Et là, les yeux braqués sur une Anna qui semblait se demander par quel côté elle aurait plus de chances de lui échapper, encombré par une pile de vaisselle sale à l'équilibre précaire, il voulut tenter le tout pour le tout.
– Anna, commença-t-il.
Ses yeux lui coupèrent le sifflet. Tais-toi, qu'ils lui disaient. Laisse-moi en paix. C'était même une supplique muette, un cri de gorge sans son, qui gela les mots dans sa bouche et le figea sur place.
– Oui? articula-t-elle finalement, comme à regret.
Des phrases, toutes plus stupides et prémâchées les unes que les autres, lui traversèrent la cervelle. Quoi de neuf, t'as l'air bizarre en ce moment, t'es sûre que ça va, écoute, je sais que le moment est mal choisi, mais, non, ne t'inquiète pas, ce n'est pas toi, c'est moi…
Après une pause désespérément longue qui lui donna l'air d'une carpe sortie hors de l'eau, il opta pour:
– Il faut qu'on parle.
Anna toisa le fragile échafaudage de vaisselle qui tanguait.
– Maintenant?
– Oui! Enfin, non, quand tu veux mais… s'embrouilla Yoh en raffermissant sa prise sur le plat du bas de la pile.
Anna secoua lentement la tête.
– Pas envie.
Yoh se retint brutalement de laisser tomber ses bras, et la vaisselle avec. L'attention de sa fiancée se reporta sur lui, puis effectua un mouvement descendant. Yoh se sentait fébrile.

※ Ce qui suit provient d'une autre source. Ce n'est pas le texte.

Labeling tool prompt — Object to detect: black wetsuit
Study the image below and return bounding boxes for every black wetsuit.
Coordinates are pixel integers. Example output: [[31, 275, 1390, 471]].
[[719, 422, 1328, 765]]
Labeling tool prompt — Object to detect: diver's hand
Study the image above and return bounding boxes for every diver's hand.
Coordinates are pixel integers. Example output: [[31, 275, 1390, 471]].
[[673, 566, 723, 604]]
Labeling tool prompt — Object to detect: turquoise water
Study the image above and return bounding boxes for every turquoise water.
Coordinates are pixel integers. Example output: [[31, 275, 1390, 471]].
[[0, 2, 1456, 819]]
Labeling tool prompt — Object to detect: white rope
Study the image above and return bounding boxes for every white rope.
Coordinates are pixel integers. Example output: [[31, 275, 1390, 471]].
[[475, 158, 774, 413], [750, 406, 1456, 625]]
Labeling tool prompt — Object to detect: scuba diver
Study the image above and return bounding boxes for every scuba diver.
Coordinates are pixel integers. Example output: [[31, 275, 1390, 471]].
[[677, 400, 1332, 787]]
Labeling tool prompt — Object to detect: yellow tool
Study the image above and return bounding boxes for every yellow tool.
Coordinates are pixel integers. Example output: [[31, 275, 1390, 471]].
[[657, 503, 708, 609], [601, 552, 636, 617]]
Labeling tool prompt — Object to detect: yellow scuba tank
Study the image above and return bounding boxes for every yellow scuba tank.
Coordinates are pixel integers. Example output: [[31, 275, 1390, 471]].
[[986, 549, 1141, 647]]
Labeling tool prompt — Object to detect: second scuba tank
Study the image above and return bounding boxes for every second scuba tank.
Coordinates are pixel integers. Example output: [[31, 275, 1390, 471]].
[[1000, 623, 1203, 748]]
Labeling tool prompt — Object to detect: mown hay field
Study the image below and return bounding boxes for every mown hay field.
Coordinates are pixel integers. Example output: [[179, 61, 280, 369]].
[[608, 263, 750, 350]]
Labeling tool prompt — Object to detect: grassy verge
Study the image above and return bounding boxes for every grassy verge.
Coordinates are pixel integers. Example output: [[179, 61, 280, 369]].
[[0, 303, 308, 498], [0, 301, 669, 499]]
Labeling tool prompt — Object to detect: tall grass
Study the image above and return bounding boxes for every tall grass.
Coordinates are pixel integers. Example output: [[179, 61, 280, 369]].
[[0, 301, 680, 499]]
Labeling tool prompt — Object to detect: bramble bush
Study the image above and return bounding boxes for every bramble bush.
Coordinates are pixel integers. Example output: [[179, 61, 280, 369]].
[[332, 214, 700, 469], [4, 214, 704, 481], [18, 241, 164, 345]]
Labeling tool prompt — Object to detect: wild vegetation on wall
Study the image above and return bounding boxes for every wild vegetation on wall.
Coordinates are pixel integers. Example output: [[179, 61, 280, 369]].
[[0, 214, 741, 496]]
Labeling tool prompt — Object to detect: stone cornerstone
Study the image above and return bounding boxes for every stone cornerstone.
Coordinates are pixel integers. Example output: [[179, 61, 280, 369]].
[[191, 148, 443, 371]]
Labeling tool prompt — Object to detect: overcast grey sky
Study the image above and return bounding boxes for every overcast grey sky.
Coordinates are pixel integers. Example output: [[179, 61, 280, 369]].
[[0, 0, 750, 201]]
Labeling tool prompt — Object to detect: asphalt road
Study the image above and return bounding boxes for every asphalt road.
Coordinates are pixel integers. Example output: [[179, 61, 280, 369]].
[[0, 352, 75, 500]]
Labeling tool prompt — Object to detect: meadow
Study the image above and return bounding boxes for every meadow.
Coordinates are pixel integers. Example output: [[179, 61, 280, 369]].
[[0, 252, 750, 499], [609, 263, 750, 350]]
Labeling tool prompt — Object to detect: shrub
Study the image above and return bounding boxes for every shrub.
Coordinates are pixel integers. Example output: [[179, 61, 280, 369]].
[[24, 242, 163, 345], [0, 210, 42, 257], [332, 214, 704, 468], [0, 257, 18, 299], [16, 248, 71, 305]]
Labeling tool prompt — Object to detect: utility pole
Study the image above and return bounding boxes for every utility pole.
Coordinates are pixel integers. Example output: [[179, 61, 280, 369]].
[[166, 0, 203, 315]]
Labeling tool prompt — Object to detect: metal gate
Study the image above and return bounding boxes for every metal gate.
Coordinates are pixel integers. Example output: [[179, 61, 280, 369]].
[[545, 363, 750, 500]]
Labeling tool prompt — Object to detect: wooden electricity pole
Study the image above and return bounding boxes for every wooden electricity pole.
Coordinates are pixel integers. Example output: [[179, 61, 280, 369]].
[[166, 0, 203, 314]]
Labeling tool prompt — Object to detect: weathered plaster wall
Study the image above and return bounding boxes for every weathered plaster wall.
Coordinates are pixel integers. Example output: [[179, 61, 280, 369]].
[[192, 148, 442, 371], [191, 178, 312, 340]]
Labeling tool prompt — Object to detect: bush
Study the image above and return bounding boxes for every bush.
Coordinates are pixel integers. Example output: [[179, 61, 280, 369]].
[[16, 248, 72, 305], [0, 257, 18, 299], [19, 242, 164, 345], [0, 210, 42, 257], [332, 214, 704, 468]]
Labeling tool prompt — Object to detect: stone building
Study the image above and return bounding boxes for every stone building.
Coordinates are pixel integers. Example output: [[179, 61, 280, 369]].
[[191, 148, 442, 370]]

– La sauce goutte par terre, dit-elle finalement.
– Hein? s'écria-t-il.
Mais en voulant regarder, il oublia de tenir sa charge droite et les deux plats du haut effectuèrent un vol plané jusqu'au parquet avant de s'y briser en mille morceaux.
– Merde…
Yoh s'accroupit et posa l'unique plat rescapé. Il commença à ramasser les débris. L'ombre d'Anna se profila par-dessus. Il eut le temps de capter son parfum, subtil et léger, et se releva avec l'idée de l'attraper par le poignet. Pourquoi, bonne question. La retenir, peut-être. Mais avec l'aisance d'une anguille entre deux eaux, elle lui échappa une fois de plus et disparut dans le couloir sans plus lui accorder le moindre regard.
Yoh baissa les yeux sur les morceaux de vaisselle.
– Qu'est-ce qui se passe? lança Ryû, alerté par le bruit. Tout va bien?
Manta arrivait, lui aussi.
– J'ai cassé quelque chose, fit Yoh. Ce n'est rien. Rien du tout.